Not only that, but the day she arrived (after a 6 hour drive) my 23-month-old son became very sick with a fever and vomiting after every time he nursed.
Yup, my sink was stacked with dishes, I hadn’t vacuumed the living room or changed the sheets on her bed, I hadn’t cooked supper and my fridge was pretty much empty.
And you know what? I didn’t panic. In the past, my control-freak-desperate-need-to-impress-others personality would have had me running around trying to tend to my sick babe while being super-duper-housemaker-hero. Instead, I relaxed into accepting what my day had in store and into realizing that I could not control another person’s perception of what was going on at my house.
When my friend called from the road I let her know that my son was sick and she advised me which essential oils to begin to treat him with. And of course when she arrived she was totally unflappable, jumped in to help me and praised me for sitting on the couch with my sick little boy while he nursed and slept.
What a relief! But even if she had chosen not to stay at my house I would have understood.
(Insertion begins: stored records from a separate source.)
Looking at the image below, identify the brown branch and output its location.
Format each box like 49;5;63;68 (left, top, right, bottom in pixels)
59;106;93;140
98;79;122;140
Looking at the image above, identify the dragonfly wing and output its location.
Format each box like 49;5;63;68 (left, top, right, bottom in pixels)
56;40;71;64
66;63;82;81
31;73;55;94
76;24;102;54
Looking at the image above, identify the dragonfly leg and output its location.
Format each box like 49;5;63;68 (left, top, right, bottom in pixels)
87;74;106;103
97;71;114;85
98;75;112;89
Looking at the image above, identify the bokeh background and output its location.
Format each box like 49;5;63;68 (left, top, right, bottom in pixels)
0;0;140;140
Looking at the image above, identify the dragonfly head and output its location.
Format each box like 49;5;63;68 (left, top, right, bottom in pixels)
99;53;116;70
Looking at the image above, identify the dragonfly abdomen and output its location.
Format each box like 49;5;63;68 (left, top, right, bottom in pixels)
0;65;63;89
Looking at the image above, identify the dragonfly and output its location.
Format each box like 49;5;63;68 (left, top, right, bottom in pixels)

I had accepted that my day would unfold in the way that would be best for us. (But I sure did have the good fortune to learn TONS about essential oils over 2 days! Wow!)
Do you ever feel like you are comfortable and confident with your non-mainstream life with your kids–until your life falls under someone else’s scrutiny? For the longest time I tried to live in a bubble so that I didn’t have to let anyone notice that our values and practices are different from theirs. I lacked the personal integrity to really stand behind my decisions, preferring to blend in rather than risk having to defend myself.
How can you get comfortable with your normal, no matter how different it is from mainstream living?
- Never apologize for being happy. That other people choose to live in angst and frustration is their business. Do not hide your joy because it might be the first glimpse into conscious living that someone else has ever had.
- Live in the moment, not in the future. You can’t know what will happen next so just enjoy what you have.
- Be clear on your values and live them every moment. That others are not connected to their own integrity does not have to push you out of yours.
- Like attracts like. The more you confidently display your joy and love, the more you will bring people to your life who are living at the same vibration as you and your family.